= Soterios Johnson =

American radio journalist

Soterios Johnson is an American radio journalist and the former local host of National Public Radio's Morning Edition on New York City public-radio station WNYC.

== Early life and education ==
Johnson was named after his Greek maternal grandfather. His surname comes from his paternal grandfather, Ioannou, who moved to New York from Cyprus. A native of Highland Park, New Jersey, Johnson was introduced to radio by his father, who was a recording engineer at WNEW.

Johnson graduated from Highland Park High School, where he participated in the school's radio station.
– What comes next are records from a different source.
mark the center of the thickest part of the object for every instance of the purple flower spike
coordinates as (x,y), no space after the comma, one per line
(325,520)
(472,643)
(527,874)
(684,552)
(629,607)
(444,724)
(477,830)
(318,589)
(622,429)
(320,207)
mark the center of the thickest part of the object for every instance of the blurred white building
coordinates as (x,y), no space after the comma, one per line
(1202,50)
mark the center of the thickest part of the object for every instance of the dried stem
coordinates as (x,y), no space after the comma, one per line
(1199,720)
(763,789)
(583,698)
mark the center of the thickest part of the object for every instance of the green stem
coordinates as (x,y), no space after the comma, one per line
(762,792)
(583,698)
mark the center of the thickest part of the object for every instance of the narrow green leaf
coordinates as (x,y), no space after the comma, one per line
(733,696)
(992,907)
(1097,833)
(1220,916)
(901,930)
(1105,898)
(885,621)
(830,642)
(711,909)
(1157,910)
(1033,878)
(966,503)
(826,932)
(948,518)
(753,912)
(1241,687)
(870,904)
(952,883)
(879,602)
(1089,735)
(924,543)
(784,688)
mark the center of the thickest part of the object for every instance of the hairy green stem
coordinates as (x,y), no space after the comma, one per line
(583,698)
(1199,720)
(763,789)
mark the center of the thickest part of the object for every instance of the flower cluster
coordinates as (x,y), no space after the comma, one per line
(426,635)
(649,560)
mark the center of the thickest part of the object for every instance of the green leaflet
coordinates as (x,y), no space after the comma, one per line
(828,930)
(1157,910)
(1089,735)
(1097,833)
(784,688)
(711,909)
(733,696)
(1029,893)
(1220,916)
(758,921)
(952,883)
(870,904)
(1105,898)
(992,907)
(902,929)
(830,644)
While attending Columbia University in New York City, he worked at a small FM station in his hometown and at the college's WKCR-FM (89.9 FM) radio station. In 1990, he graduated with a degree in American history from Columbia University's Columbia College. He then earned a master's degree from the Columbia University Graduate School of Journalism.

== Career ==
Johnson began working for WNYC in an overnight position, and also covered weekends and holidays. He became the permanent host of Morning Edition on WNYC in summer 2003.

In the summer of 2016, Johnson left WNYC to join the University of California, Davis as Director of Humanities, Arts, and Cultural Programs.

== Personal life ==
As of November 2016, Johnson lives in California with his husband.

==Influence on music==
His name inspired the name of New York City three-piece band Satirius Johnson.

Jonathan Coulton, a folk-rock artist based in New York, wrote a song called "Dance, Soterios Johnson, Dance", which presents a fictionalized secret life of Johnson as a club-goer.